Sure, it's actually creating a link, not a new file, but the effect is the
same as though it created a file -- you have a thing which is not distinct
in any way from a file, which is no less a file than the other thing, and
so on.

I think that's where some of this distinction comes from. I view an alias
as clearly a second-class citizen; more like a symbolic link than like a
hard link. You can tell that the alias is really not the same as the thing
it's an alias for. But, so far as I can tell, a typedef, once def'd, is
a full-fledged type which works like any other type name, so it's more like
a hard link.

My wife chose to change her last name when we got married. This did
not create (or even "define") a new person, merely a new name for
an existing person. (If she's a new person, it's only figuratively.)

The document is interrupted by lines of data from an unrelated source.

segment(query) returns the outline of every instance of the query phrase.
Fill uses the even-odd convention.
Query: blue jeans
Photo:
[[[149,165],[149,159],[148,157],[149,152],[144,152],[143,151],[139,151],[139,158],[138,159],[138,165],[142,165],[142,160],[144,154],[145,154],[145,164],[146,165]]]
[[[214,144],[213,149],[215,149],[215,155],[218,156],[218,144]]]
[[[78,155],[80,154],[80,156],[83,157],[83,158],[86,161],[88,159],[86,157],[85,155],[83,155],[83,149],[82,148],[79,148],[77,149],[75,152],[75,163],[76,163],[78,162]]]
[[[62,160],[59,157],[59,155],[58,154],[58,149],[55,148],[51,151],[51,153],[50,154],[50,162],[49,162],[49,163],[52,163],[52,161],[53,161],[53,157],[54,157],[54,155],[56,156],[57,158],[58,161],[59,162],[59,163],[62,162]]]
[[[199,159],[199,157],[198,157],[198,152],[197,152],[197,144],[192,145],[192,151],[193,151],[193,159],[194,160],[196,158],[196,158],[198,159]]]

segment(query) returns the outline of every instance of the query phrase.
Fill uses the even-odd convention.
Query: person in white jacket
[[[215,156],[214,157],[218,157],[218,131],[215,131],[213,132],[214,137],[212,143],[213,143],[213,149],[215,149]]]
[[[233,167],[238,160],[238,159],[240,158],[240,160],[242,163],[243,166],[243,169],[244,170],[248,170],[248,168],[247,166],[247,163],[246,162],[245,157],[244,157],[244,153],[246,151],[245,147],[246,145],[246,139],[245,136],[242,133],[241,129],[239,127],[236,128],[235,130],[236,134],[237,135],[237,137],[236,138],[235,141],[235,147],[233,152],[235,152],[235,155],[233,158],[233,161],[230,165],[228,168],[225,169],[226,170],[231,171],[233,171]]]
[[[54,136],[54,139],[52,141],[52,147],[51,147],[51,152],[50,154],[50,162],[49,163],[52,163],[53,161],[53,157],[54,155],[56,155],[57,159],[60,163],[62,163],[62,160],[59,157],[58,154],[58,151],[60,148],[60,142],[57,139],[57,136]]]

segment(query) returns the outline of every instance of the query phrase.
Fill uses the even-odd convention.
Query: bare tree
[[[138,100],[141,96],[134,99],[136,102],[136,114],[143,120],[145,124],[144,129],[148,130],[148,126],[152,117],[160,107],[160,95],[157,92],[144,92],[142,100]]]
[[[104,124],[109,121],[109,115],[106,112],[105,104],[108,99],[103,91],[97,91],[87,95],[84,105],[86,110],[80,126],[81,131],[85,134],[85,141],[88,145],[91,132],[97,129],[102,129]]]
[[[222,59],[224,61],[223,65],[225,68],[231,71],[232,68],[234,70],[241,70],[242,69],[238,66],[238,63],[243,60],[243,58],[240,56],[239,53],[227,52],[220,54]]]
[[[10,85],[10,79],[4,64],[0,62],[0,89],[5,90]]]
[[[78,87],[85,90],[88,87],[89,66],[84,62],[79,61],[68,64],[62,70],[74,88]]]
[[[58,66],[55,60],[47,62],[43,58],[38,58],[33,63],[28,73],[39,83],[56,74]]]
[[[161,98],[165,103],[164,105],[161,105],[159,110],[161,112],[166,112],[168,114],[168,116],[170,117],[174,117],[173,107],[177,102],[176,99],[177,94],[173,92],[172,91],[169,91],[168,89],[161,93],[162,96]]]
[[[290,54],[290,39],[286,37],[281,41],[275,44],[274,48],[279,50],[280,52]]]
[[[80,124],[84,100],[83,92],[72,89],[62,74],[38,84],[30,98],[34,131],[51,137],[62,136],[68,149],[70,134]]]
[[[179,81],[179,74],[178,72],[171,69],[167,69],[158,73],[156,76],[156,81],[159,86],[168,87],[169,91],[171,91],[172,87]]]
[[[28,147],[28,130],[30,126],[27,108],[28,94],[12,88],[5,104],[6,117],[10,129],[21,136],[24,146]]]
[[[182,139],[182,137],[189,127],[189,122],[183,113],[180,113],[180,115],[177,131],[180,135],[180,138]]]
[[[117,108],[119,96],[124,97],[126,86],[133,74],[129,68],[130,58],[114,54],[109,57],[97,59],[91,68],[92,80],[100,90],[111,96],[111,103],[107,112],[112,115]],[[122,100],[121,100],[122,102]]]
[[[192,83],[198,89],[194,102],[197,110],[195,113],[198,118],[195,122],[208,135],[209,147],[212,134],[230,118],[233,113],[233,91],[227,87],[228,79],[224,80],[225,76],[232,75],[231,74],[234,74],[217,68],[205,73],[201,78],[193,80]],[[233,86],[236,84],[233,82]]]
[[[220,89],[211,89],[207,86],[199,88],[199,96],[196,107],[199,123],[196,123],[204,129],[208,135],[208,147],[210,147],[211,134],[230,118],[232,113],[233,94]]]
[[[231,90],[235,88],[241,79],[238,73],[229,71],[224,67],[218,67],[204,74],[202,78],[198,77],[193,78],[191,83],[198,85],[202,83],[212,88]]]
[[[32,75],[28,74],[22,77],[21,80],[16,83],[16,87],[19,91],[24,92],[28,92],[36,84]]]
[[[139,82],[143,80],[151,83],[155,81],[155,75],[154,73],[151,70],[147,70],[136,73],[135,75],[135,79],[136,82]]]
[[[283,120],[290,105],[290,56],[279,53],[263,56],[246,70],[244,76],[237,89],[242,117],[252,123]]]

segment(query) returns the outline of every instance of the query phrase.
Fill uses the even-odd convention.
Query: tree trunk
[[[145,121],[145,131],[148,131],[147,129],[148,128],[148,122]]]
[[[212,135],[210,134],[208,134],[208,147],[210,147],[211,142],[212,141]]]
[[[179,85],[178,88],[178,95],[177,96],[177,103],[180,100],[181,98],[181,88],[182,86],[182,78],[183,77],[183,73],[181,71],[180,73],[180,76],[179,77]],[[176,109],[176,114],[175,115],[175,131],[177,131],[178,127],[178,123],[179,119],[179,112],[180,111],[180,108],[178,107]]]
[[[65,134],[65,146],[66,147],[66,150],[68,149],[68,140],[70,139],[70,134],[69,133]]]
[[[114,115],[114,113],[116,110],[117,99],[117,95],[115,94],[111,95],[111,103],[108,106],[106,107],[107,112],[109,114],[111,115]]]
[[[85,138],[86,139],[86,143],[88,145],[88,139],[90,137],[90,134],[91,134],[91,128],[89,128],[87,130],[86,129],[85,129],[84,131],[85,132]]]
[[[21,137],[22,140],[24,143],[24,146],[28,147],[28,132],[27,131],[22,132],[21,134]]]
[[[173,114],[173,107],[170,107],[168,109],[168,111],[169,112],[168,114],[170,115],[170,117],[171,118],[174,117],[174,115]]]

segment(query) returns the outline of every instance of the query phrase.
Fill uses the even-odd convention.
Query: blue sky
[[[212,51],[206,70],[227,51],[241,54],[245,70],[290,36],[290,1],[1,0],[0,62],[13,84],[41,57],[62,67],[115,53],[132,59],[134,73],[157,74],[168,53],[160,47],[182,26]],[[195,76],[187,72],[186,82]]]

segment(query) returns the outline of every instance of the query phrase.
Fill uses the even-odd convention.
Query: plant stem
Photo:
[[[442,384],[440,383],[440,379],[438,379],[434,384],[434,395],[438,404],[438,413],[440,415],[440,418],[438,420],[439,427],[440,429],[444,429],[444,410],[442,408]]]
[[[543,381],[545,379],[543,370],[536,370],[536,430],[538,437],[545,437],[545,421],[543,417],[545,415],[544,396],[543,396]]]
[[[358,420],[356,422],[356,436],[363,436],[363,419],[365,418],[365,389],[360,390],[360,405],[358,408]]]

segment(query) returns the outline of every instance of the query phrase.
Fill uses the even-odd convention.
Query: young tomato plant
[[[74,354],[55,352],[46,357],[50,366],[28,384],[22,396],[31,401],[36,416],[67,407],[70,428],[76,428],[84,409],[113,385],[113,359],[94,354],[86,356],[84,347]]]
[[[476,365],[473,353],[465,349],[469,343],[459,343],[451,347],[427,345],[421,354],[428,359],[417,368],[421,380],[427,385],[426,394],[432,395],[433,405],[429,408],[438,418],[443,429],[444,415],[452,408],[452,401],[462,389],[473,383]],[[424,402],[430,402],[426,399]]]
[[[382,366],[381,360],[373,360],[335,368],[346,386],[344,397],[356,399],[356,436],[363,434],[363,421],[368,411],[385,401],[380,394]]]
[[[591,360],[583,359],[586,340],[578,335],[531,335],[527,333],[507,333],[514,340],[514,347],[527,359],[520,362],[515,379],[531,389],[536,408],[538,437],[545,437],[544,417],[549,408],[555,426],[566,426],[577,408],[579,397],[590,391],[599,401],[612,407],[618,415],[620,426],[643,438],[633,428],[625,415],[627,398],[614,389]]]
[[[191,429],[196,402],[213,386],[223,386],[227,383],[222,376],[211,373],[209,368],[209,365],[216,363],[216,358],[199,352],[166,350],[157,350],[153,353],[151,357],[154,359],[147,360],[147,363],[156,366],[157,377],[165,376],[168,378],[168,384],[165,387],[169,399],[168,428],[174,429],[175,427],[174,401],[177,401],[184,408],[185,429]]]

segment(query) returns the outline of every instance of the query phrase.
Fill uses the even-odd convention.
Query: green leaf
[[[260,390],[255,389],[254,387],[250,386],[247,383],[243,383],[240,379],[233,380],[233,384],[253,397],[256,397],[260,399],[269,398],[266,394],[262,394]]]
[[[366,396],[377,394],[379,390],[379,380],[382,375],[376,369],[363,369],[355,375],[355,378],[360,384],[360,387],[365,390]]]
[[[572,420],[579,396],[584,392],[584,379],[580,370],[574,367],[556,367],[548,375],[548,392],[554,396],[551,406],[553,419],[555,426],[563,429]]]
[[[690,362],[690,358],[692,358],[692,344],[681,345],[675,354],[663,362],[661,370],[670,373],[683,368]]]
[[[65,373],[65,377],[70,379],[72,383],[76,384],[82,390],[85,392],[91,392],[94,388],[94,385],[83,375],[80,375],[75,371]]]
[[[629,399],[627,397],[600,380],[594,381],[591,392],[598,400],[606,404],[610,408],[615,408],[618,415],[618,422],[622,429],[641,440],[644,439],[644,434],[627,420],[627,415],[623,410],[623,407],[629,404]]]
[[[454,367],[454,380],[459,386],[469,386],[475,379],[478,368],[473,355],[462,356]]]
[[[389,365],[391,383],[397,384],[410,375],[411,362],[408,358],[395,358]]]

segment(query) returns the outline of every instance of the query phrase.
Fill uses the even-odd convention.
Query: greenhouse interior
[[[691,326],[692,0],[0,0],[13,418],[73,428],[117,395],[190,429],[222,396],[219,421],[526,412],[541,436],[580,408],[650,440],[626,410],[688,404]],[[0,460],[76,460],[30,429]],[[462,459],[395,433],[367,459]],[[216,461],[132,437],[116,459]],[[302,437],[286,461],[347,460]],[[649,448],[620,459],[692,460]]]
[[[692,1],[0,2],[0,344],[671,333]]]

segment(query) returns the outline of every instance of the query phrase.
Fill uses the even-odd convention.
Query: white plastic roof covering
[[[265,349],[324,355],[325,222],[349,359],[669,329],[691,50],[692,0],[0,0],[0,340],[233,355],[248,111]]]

This actually came up once in a game of Botticelli (the local name for
the game where you give initials and people try to guess who you're talking
about by asking yes/no questions). I gave the initials that one of our
friends would have in about two weeks... Now, the question is, was that
person alive? Fictional? Hypothetical?

I would argue that this action created a new *identity*, and I would view
types as more like identities than like people.

-s

 

[Joshua Maurice]

I've killfiled Jon, so I don't have the full context, but the fragment
you quoted makes some sense (depending on what "create an instance of
type" means).

Personally, I accept the Standard's definition of the word "definition",
but I find it somewhat incoherent.  I would have preferred that a
"definition" be a declaration that creates the entity being declared.

This is the case for functions (a function definition creates the
function, whereas a function declaration (which is not also a
definition) does not) and for objects (where "create" in that case means
"reservers storage").  But a struct declaration such as "struct foo {
int i; };" is not a definition as the standard uses the term, even
though it does create the type.

Indeed. I can only assume that this is an oversight. I will admit that
the standard does not fully back me up on this point. (I just got a
chance to read it.) The best I have is in
http://www.open-std.org/jtc1/sc22/wg14/www/docs/n1256.pdf
6.7.2.3 Tags / 4

All declarations of structure, union, or enumerated types that have
the same scope and
use the same tag declare the same type. The type is incomplete111)
until the closing brace
of the list defining the content, and complete thereafter.

So, the type isn't defined, but the content is. Under this definition
of terms, a typedef does not define types because nothing defines
types. Rather unsatisfying, but we can still claim that typedef is a
misnomer under these definitions of terms.

I believe that the standard's intent is pretty clear. It's what Rui
Maciel has said in the above quote: a declaration gives a name to a
thing without necessarily fully specifying the implementation or
reserving storage, and a definition reserves storage if necessary and
fully specifies the implementation - it "creates" it.